Ross asked whether staff could use its SCADA system to check “withdrawals off the transmission system.”
“I’m sure we can do that,” Caspary said, “but the directive we got was to look at the forecasts.”
Consent Agenda/RRs
The committee approved in a near-unanimous vote a revision request to SPP Business Practice 7650, which defines procedures for processing competitive transmission proposals as part of the RTO’s Integrating Planning Process.
The RR clarifies the steps taken to determine which detailed project proposals (DPPs) are equivalent to a transmission project in the Integrated Transmission Plan’s Transmission Owner Selection Process’ (TOSP) portfolio. The Business Practice Working Group (BPWG) said the criteria changes will further improve SPP’s ability to “efficiently and accurately” complete the DPP process within the ITP’s required timelines. DPP projects approved for construction as a competitive upgrade may be eligible for “incentive points” within the selection process.
A review of the first TOSP found a combined 1,672 DPPs were received for the 2015 ITP Near-Term and 10-Year assessments, and an additional 1,664 DPPs were submitted for the 2016 ITPNT. Stakeholders expressed their concerns that the drain on resources would affect the 2017 ITP10 schedule and lead to less-than-optimal solutions.
McCord, the working group’s chair, said submitting better DPPs would allow staff to spend more of the 30-day assessment window on needs and solutions, rather than ensuring incentive-point qualification, and lead to more innovative solutions. The language changes to the business practice would be effective with the 2017 ITP10.
ITC Holdings’ Marguerite Wagner cast the lone negative vote, following precedent set during the stakeholder process. The RR was approved by the BPWG and two other groups, with ITC Great Plains the sole dissenting vote each time.
“We don’t oppose the language,” Wagner said, “but we oppose the application of this language in the middle of the three-year cycle.” She said technology improvements could help reduce the number of DPPs, “so it’s unclear this is necessary at all.”

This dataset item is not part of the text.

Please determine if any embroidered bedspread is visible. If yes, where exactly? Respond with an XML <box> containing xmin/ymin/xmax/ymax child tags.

The committee also approved four other RRs from the BPWG and seven additional RRs from the MWG and two other working groups as part of the consent agenda:
- BPWG-RR 147, clarifying the methodology to define a competitive upgrade’s 50% completion status;
- BPWG-RR 148, updating BP 2150 to reference the current webRegistry;
- BPWG-RR 149, updating BP 6150 to reference NERC reliability standards;
- BPWG-RR 150, updating BP 4300 to reference a NERC reliability standard;
- MWG-RR 25_MPRR 211, adding language to identify offer costs eligible for recovery with a “market” or “reliability” commitment;
- MWG-RR 128, clarifying description of day-ahead start-up eligibility recovery rules;
- MWG-RR 137, aligning enhanced combined cycle language with that for quick-start resources;
- MWG-RR 142, preventing a resource from registering as a quick-start resource and a multiconfiguration combined cycle resource;
- ORWG-RR 141, allowing use of updated ratings for facilities, elements and flowgates that reflect current ambient conditions or more relevant system conditions; and
- ORWG-RR 146, removing the criteria revision process from the SPP operating criteria, as the process is now a MOPC process.
Criteria Review
SPP Director of Planning Antoine Lucas reviewed with the MOPC a planning criteria study of the Integrated System’s (IS) transmission grid that evaluates thermal and voltage limits and includes a stability assessment.
Lucas said a 2013 criteria study of the IS members — Basin, Western Area Power Administration-Upper Great Plains and Heartland Consumers Power District — identified four projects totaling $10.56 million to be completed before joining SPP in October 2015.
The study was updated when two additional IS members, Central Power Electric Cooperative and Tri-State Generation and Transmission, joined SPP in January. The 2016 integration study added two additional projects totaling more than $3 million.